Como exemplo, o pesquisador calcula que um astronauta com massa de 100 quilos precisaria de uma quantidade de energia equivalente a cerca de 4 gigatoneladas de TNT para se aproximar da velocidade da luz. Trata-se de um valor comparável à energia armazenada em todo o arsenal nuclear existente no planeta.
Nem foguetes químicos nem motores nucleares seriam suficientes
Os combustíveis utilizados atualmente na exploração espacial estão muito longe de oferecer esse desempenho.
Os propelentes químicos apresentam eficiência extremamente baixa quando comparados à energia exigida por uma missão relativística.
Mesmo motores baseados em fissão ou fusão nuclear também seriam insuficientes.
Segundo os cálculos apresentados por Loeb, um foguete movido por fusão nuclear precisaria transportar uma quantidade mínima de combustível equivalente a aproximadamente um décimo da massa da Terra apenas para acelerar um único astronauta até velocidades próximas à da luz.
No caso de motores químicos ou de fissão nuclear, a massa necessária seria ainda maior, tornando a proposta completamente inviável.
A antimatéria funcionaria, mas o custo é proibitivo

Em teoria, existe um combustível capaz de fornecer a energia necessária.
A aniquilação entre matéria e antimatéria converte praticamente toda a massa em energia, oferecendo a eficiência máxima prevista pela equação de Einstein.
O problema é a produção desse material.
Segundo Loeb, fabricar apenas um grama de antimatéria custaria mais de um quatrilhão de dólares, valor que torna essa solução inviável com a tecnologia e os recursos disponíveis atualmente.
Uma vela de luz pode ser a solução
Como alternativa, Loeb propõe eliminar completamente a necessidade de transportar combustível.
A ideia é utilizar uma vela extremamente leve, impulsionada por um feixe de energia emitido a partir da própria Terra.
O conceito ganhou notoriedade com o projeto Breakthrough Starshot, iniciativa científica da qual Loeb participou como presidente do conselho consultivo.

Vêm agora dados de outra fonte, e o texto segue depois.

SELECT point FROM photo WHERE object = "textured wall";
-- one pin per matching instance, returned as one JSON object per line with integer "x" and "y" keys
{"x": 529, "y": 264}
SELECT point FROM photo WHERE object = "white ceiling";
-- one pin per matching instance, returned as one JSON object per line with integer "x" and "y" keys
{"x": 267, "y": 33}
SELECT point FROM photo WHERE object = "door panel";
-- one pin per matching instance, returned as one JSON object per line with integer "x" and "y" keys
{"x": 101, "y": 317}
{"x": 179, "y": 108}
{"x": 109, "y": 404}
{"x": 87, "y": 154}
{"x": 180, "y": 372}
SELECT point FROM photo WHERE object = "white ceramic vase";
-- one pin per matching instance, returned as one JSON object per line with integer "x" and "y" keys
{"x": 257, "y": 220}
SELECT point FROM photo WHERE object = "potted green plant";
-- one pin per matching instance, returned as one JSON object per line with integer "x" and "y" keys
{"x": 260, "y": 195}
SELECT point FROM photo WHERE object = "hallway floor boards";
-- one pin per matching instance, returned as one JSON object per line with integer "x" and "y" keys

O plano previa acelerar uma minúscula sonda de apenas um grama utilizando um laser de 100 gigawatts durante alguns minutos.
A aceleração alcançaria cerca de 100 mil vezes a gravidade terrestre, intensidade impossível de ser suportada por seres humanos.
Um transmissor do tamanho da Terra poderia levar astronautas às estrelas

Para transportar pessoas, seria necessário reduzir drasticamente a aceleração.
Em um estudo publicado em 2017 junto com o pesquisador Manasvi Lingam, Loeb propôs utilizar um gigantesco transmissor de rádio com dimensões comparáveis às da Terra.
Segundo os cálculos da dupla, esse sistema captaria toda a energia solar que incide sobre o planeta e a concentraria sobre uma vela de aproximadamente 100 metros de comprimento, equivalente ao tamanho de um campo de futebol.
Essa vela poderia impulsionar uma carga útil de cerca de um milhão de toneladas — suficiente para transportar uma grande nave com muitos astronautas — mantendo uma aceleração constante de 1g até atingir velocidades próximas à da luz.
A tecnologia também pode explicar um mistério cósmico
Além de possibilitar viagens interestelares, a proposta apresenta uma consequência curiosa.
Os pesquisadores sugerem que parte da energia emitida por esse gigantesco transmissor escaparia para o espaço na forma de intensos pulsos de rádio.
Esses sinais seriam semelhantes às chamadas rajadas rápidas de rádio, ou Fast Radio Bursts (FRBs), fenômenos extremamente energéticos detectados em galáxias distantes e cuja origem ainda é motivo de intenso debate na astronomia.
Hoje, a principal hipótese associa as FRBs a estrelas de nêutrons jovens altamente magnetizadas, conhecidas como magnetares.
Loeb, porém, levanta uma possibilidade muito mais especulativa.
Segundo ele, uma fração dessas explosões de rádio poderia ser produzida por civilizações tecnologicamente avançadas utilizando sistemas semelhantes para impulsionar enormes velas de luz em viagens interestelares.
Embora essa hipótese permaneça sem evidências, sua confirmação teria um impacto profundo sobre nossa compreensão do Universo, demonstrando que a humanidade talvez não seja a civilização mais avançada do ponto de vista cosmológico.